Business Objects Data Services provides a broad set of tools in the area of ETL and Data Quality. Especially for Data Quality, Data Services goes way beyond the capabilities available in SAP NetWeaver BI. Hence, using it in conjunction with SAP NetWeaver BI does leverage the quality of the data in the enterprise enormously.
Analyzing the potential for Business Objects Data Services features to improve the Data Quality for the extraction and loading process in SAP NetWeaver BI, we identified the following scenarios as most suitable.
Scenario 1 - Profiling and Cleansing (on Non-SAP data to be loaded into SAP NetWeaver BI)
- DataSource - Flat File (or source application) with customer data
- Use Data Services for profiling + cleansing
o Domain values (occurrence of specific values)
o Plausibility check (e.g. reasonable date range, existing region)
o String function (Wildcard search)
o Pattern recognition (for the structure of phone numbers, postal codes, etc.)
o Addresses (based on country or parsing directories)
o Matching of duplicate records (like Smith, John and John Smith))
- Upload to SAP NetWeaver BI - Invalid data will be excluded for further correction
Scenario 2 - Address cleansing of already loaded SAP NetWeaver BI data (SAP)
- Download data via Open Hub Service (no license needed)
- Cleanse addresses / data via Data Services (or perform any other Data Quality measures)
- Upload cleansed data to SAP NetWeaver BI (closed-loop)
Scenario 3 - Incorporate Data Services features in SAP NetWeaver BI Transformation (ETL)
- WebService call to Data Services (e.g. to Universal Data Cleanse)

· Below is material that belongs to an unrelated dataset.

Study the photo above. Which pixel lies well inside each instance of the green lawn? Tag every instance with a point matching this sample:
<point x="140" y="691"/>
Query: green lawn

Resulting from the investigations and the above described scenarios, we decided to provide two publications. We focused on the usage of Data Services as a standalone solution (and uploading the cleansed data set into SAP NetWeaver BI), hence not covering Scenario 3 for the time being.
The publications are HowTo guides which should provide an introduction into the topic and the main features of Data Services, but also an assessment of which product (SAP NetWeaver BI or Data Services) can provide a solution for a specific requirement. In addition, the main Data Services features are explained in a step-by-step fashion with easy to understand examples. The HowTo documents are targeted towards people working with SAP NetWeaver BI, who want to learn about Business Objects Data Services and look into using its' features to improve the BI data. They do not provide an introduction to SAP NetWeaver BI.
The publications can be found in HowTo area of the SDN (SDN alias ‘howtoguides' or SAP NetWeaver Capabiliities --> SAP How-to Guides --> Business Information Management )
- How To Use Data Services I - Data Quality Made Easy
Link to HowTo guide
This HowTo guide motivates the usage of Data Quality measures for the data within an organization and the decision making process. It introduces the Data Services architecture and its' components and features. The document provides also decision support on which product (SAP NetWeaver BI or Data Services) to use to fulfill a specific requirement.
The document describes the required steps to connect Data Services with SAP NetWeaver BI (and vice versa). It shows the usage of basic Data Services features like Profiling, Domain Value (Plausibility) Check, Pattern Matching and String Matching on sample customer data. Eventually, the cleansed data is loaded into the SAP NetWeaver BI system.
How To Use Data Services II - Data Quality For Experts
Link to HowTo guide
The second HowTo guide takes Data Quality measures to the next level. The introduced Data / Address Cleansing, Matching and Auditing features allow for powerful analysis and massaging of the data. Data Services delivers pre-defined versions (customizing) for these features, yet allows the user also to define its own strategies based on custom-defined dictionaries and rules. The HowTo explains the main features and provides a step-by-step guide to use them in Data Services based on sample customer data.
In order to implement Scenario 2 (Closed-loop approach of cleansing SAP BI data with Data Services), the SAP BI data can easily be extracted from the SAP BI system with the OpenHub feature into a flat file. After applying Data Quality measures according to the two HowTo guides above, the data is reloaded to the SAP BI system (also described in detail in the first HowTo guide).
In the next Business Objects Data Services release the existing OpenHub service APIs (Application Programming Interfaces) are called by Data Services. This enables the initiation and processing of the OpenHub data directly from / within Data Services. Hence, the process can be completely automated for a closed-loop scenario.